La sala grande del Teatro del Barrio está sucia. Acumula despojos, deshechos y anécdotas noctámbulas que no siempre pueden quedan enmarcadas entre risas y buenos momentos. Ha caído la noche y tres hombres salen a la luz. Su cometido es limpiar todo lo que tú no quieres ver. Su labor nocturna la realizan entre conversaciones marcadas por sus pasados, sus complicidades y algunas picardías que reverberan entre repeticiones y angustias dolorosas.
Los despiertos es un rincón oxidado, desdibujado y negado en nuestros pensamientos escrito y dirigido por José Troncoso, autor experto en voltear algunos focos y dirigirlos hacia figuras extraviadas, pero llenas de importancia en sus palabras y en sus mensajes sociales. Sus historias suele ser las más arrinconadas, traídas a primer término para darles un tratamiento y una reflexión que supura todo lo que duele. Y cómo se agradece.

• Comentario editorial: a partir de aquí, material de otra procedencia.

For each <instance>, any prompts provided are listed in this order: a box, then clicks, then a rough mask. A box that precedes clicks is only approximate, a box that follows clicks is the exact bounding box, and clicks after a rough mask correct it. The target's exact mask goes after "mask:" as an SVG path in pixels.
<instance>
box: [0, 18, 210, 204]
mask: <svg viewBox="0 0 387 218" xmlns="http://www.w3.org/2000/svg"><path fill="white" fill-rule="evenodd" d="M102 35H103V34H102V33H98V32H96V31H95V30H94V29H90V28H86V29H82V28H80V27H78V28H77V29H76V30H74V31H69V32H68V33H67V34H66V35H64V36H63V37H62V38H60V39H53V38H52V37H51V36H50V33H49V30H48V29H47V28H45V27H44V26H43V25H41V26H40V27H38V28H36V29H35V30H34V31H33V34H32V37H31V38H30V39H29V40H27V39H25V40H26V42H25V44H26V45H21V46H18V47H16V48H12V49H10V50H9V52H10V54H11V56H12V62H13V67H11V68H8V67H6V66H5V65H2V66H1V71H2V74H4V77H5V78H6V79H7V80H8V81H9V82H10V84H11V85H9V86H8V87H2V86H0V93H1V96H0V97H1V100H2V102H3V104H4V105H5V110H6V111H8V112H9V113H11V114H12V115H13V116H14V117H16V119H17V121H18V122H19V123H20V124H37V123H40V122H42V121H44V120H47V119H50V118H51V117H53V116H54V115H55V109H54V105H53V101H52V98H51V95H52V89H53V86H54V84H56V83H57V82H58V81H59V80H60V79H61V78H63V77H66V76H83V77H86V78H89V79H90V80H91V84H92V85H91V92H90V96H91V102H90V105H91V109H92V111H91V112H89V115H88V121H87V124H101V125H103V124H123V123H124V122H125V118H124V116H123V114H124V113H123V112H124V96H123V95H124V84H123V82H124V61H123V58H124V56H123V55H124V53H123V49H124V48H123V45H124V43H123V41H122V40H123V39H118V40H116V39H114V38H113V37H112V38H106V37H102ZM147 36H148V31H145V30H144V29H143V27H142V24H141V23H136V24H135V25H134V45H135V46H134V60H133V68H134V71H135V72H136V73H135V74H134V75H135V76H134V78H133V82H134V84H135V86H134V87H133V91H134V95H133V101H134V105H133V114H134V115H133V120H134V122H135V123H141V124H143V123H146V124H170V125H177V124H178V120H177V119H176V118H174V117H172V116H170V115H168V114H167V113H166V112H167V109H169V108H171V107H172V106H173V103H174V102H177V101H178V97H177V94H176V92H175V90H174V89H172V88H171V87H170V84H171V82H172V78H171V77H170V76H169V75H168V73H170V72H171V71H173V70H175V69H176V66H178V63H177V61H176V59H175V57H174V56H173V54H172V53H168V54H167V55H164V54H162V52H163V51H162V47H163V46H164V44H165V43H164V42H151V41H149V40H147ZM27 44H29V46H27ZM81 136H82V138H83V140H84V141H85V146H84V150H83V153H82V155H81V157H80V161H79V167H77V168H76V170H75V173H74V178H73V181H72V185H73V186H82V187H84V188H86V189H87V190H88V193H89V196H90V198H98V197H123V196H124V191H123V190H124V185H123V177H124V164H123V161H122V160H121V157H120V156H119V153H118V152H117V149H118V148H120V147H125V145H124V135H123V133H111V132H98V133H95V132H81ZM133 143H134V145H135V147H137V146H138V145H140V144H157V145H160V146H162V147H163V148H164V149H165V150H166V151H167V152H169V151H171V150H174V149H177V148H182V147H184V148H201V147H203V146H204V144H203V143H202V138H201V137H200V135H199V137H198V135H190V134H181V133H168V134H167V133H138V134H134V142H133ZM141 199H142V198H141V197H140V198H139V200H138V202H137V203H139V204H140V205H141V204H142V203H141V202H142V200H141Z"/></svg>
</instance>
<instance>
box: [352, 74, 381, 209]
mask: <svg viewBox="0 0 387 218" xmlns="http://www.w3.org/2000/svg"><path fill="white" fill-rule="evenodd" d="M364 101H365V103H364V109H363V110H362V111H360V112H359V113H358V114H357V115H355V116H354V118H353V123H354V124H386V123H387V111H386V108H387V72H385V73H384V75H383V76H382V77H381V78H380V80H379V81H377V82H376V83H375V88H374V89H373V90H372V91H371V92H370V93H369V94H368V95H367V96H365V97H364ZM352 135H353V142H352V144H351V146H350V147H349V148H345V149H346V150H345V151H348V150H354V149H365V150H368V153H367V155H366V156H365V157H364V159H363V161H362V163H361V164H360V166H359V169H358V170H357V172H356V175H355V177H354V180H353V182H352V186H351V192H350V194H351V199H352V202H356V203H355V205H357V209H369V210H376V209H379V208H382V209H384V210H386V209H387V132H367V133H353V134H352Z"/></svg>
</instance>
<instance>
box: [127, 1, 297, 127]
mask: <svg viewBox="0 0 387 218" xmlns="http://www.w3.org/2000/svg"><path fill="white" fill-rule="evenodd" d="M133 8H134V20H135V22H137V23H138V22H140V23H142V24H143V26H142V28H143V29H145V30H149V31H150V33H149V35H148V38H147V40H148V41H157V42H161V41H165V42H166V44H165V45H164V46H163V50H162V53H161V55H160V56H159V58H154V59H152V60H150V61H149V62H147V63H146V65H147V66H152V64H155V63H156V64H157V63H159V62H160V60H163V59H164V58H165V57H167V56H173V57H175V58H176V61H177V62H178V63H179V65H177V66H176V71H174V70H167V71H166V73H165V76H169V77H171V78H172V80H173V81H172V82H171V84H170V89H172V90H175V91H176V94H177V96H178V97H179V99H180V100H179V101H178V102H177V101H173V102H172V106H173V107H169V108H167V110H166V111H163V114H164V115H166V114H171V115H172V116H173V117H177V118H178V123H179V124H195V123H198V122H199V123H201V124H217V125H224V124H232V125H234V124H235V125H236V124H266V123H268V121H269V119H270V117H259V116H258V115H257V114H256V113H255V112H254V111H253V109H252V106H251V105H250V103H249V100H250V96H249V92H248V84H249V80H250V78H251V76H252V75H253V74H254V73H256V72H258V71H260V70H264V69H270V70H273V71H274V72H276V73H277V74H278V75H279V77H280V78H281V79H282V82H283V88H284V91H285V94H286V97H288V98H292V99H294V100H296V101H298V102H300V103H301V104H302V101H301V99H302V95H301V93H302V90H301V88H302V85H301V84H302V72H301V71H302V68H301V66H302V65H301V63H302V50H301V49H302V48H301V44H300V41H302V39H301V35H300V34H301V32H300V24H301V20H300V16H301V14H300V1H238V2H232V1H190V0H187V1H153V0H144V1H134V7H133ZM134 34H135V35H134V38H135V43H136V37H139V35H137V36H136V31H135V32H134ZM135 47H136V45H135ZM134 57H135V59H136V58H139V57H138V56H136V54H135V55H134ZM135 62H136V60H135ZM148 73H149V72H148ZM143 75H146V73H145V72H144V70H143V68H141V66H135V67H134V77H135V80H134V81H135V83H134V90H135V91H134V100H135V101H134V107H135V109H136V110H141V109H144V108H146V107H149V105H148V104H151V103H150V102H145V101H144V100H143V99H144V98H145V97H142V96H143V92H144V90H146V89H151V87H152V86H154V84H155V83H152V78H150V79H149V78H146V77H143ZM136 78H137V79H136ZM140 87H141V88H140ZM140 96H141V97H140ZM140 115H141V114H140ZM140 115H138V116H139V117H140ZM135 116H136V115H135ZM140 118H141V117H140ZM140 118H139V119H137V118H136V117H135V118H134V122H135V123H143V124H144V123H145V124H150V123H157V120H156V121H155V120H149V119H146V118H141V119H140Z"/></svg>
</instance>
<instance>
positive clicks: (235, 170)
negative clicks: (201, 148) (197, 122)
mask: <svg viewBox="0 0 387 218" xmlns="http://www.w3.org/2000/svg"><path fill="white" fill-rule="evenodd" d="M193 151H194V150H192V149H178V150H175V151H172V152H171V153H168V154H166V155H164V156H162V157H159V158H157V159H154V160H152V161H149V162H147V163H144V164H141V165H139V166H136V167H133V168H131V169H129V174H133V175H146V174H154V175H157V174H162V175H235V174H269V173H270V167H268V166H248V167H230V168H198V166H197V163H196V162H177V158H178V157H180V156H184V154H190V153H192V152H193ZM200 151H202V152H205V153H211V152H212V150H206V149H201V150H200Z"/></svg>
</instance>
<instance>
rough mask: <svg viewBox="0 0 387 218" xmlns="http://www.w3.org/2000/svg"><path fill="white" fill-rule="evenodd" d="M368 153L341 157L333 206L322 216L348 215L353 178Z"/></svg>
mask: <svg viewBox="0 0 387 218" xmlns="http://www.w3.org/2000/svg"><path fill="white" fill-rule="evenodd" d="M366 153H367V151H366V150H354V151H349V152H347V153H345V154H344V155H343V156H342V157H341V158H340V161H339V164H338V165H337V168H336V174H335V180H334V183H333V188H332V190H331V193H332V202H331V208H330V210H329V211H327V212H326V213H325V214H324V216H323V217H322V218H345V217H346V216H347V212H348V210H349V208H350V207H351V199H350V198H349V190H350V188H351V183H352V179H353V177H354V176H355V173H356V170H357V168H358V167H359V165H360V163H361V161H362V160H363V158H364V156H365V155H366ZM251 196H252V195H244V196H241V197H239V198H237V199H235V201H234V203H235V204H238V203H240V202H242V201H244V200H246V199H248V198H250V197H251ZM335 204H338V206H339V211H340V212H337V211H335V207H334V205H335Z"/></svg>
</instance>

Israel Frías, Luis Rallo y Alberto Berzal son un trío que, en su apariencia y mensaje, rinde homenaje a la profesión del barrendero, como el instalado en la plaza de Jacinto Benavente en forma de estatua, pero a la vez a una inmensa mayoría de trabajos invisibles que nos rodean. Sus rostros apayasados, desencajados entre la agonía y la carcajada, dan pie a numerosas ilustraciones cotidianas sobre las que no apartamos la vista gracias a unas magníficas interpretaciones que no dejan nada oculto dentro del paupérrimo paisaje en el que se alojan. La fortuna de esta pieza es verles en escena, arrastrar su desarmonía y disgusto por la vida que llevan, gracias a la que una vez llevaron, y llegar a vislumbrar la claridad del amanecer, quizás, encontrándonos a nosotros mismos en la basura, entre el sonido del papel de aluminio y el cepillo que no arrasa con nada.
En una nebulosa de poesía, esperpento, sabiduría callejera y sueños para cumplirse en cualquier escenario de luz, esta gente despierta son los trasnochadores que nos enseñan sus aspiraciones pasadas y nos ponen en tela de juicio la propia existencia humana, desde los desafíos vitales que hacen costra, pasando por la necesidad absurda de refugio en la risa diaria, hasta la penitencia de tener que trabajar para vivir, pero vivir, ¿cuándo?
El Finito, el Mediano y el Grande parecen limpiar, acaso recorrer la ciudad en penumbra desovillando su purga, acumulando tesoros que encuentran en la basura, pero que resultan inútiles en nuestra razón, como un reloj sin cuerda. Al fin y al cabo, ¿para qué quieres tú saber la hora?
En esta obra, todos los detalles barren en la misma dirección; el diseño de iluminación de Javier Ruiz de Alegría bailando en sintonía con los recuerdos de cada personaje, o la música original y el espacio sonoro de Mariano Marín, llenos de melancolía y del ritual que les acompaña cada día. El vestuario de Felisa Kosse y el tinte y ambientación del Taller María Calderón otorgan el factor de escondite en el que parecen querer guarecerse estas tres figuras, sobresaliendo con alevosía en puntos clave que nos hacen acercarnos más a ellos.
Lo limpiaremos todo, también nuestros pasos. No quedará ni rastro de lo que fuimos cuando ya no estemos. ¿A quién podría importarle? Y al día siguiente, todo limpio, como si nada hubiera pasado, como si ya los hubiéramos olvidado porque nunca estuvieron allí… ¿o sí?
Despiertos, podemos ver lo que soñáis, mientras lo limpiamos todo para que lo encontréis como nuevo al día siguiente. Un día y otro. Todo estará como nuevo, para que podáis volver a ensuciarlo con vuestra realidad del día a día. Un día y otro. Lo limpiaremos todo, también nuestros pasos. No quedará ni rastro de lo que fuimos cuando ya no estemos. ¿A quién podría importarle? Menos mal que nos queda la risa. Y juntos, soñando despiertos, con lo que podría haber sido, parece que el tiempo pasara un poco más deprisa. Y al final, incluso después de las noches más largas, un día y otro, siempre vuelve a salir el sol.